Personal Statement: My longterm career goal is to become a physician scientist specializing in the development of novel immuno-therapeutics. In particular, I would like to direct my efforts toward ameliorating suffering in children, both directly through clinical work, and indirectly by bringing new drugs to market. Thus far in my training I have taken the first step along this path by joining the DO-PhD program and selecting a mentor who has already accomplished many of my stated goals. Working under the direction of Dr. Andrea Amalfitano has taught me quite a bit about not only science, but also many of the other regulatory and related complications involved in developing and bring a new therapeutic to market.

Patrick O’Connell presenting at the Michigan Osteopathic Association annual Autumn Convention.

My previous research contributions include solving protein structures which were a part of a high impact publication and uncovering the role that human ERAP1 variants have on immune cell functions.

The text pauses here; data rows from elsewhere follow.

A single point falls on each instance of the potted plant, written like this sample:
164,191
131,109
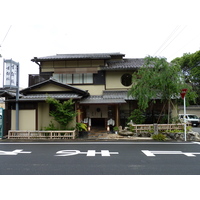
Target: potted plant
116,129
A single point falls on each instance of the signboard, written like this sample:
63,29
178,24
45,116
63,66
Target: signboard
183,93
1,122
11,69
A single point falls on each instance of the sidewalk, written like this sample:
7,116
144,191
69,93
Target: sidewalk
112,136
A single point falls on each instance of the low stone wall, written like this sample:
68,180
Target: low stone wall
169,130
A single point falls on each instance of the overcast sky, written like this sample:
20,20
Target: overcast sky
137,28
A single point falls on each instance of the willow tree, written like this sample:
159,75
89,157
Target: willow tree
157,79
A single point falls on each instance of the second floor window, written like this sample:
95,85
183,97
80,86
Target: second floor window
74,78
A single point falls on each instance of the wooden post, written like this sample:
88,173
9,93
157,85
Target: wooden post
155,126
117,115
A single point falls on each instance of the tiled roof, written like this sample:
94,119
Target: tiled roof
124,64
101,100
43,97
77,56
114,94
111,97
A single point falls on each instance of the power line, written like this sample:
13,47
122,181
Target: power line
174,38
168,38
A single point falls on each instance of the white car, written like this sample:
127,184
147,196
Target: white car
190,118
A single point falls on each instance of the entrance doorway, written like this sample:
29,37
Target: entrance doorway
98,122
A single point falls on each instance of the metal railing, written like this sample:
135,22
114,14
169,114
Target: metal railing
17,134
138,128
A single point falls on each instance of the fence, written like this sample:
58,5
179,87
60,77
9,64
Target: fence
15,134
139,128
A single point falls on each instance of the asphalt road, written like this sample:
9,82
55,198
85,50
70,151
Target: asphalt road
100,158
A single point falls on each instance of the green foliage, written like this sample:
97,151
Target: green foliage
137,116
159,137
190,64
63,112
158,79
81,127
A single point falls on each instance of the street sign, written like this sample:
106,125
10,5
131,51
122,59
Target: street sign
1,122
11,74
183,93
88,153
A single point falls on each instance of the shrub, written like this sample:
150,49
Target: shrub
159,137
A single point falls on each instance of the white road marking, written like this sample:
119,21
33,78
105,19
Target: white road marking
13,153
88,153
105,153
99,143
91,153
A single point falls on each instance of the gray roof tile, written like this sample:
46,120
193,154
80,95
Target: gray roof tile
77,56
134,63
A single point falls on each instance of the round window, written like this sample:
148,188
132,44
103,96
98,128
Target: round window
126,79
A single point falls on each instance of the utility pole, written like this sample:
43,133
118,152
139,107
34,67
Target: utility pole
183,93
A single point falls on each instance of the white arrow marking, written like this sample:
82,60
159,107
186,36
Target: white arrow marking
88,153
13,153
67,152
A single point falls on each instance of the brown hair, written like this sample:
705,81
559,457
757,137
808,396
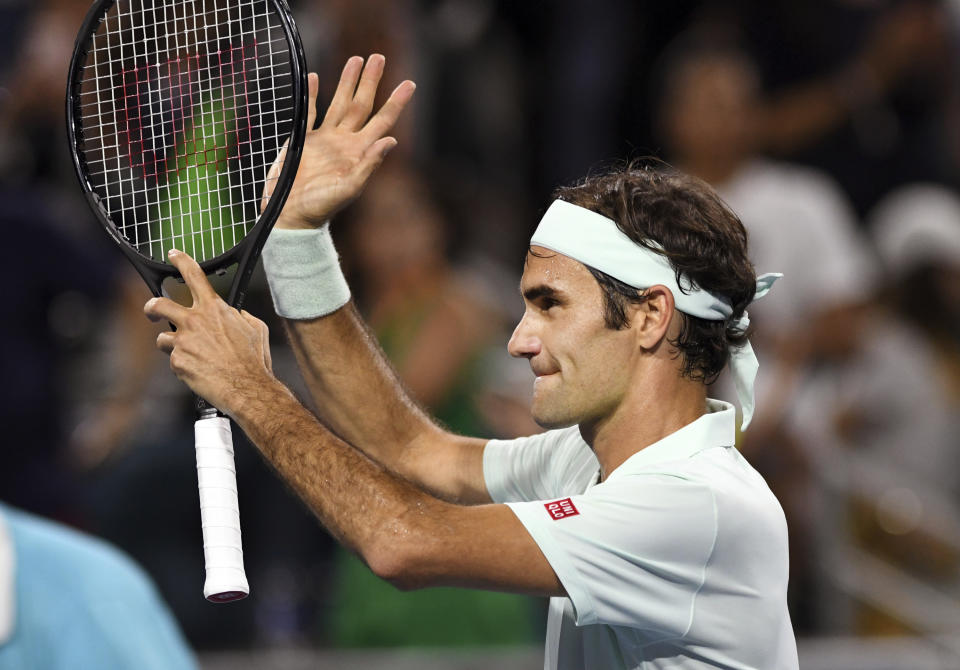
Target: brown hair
683,218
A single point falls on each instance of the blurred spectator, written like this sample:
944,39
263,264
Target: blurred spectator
910,398
863,90
799,223
435,322
70,601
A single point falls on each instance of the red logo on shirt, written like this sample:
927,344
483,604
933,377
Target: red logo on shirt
561,509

Since coming to MSUCOM my recent achievements include the discovery of a novel regulatory mechanism in monocytes and microglia which I have just published a paper on. We are currently working to set up industry collaborations to begin to identify novel small molecules that can modulate this pathway.

I choose this project because of my interests in immune regulation and therapeutic development. My interests lie in becoming a physician scientist, of which there are little to no Osteopathic physicians currently. In the future I hope to develop, and bring to clinic, novel, immune-modulatory therapeutics that will help patients will various immune-mediated diseases.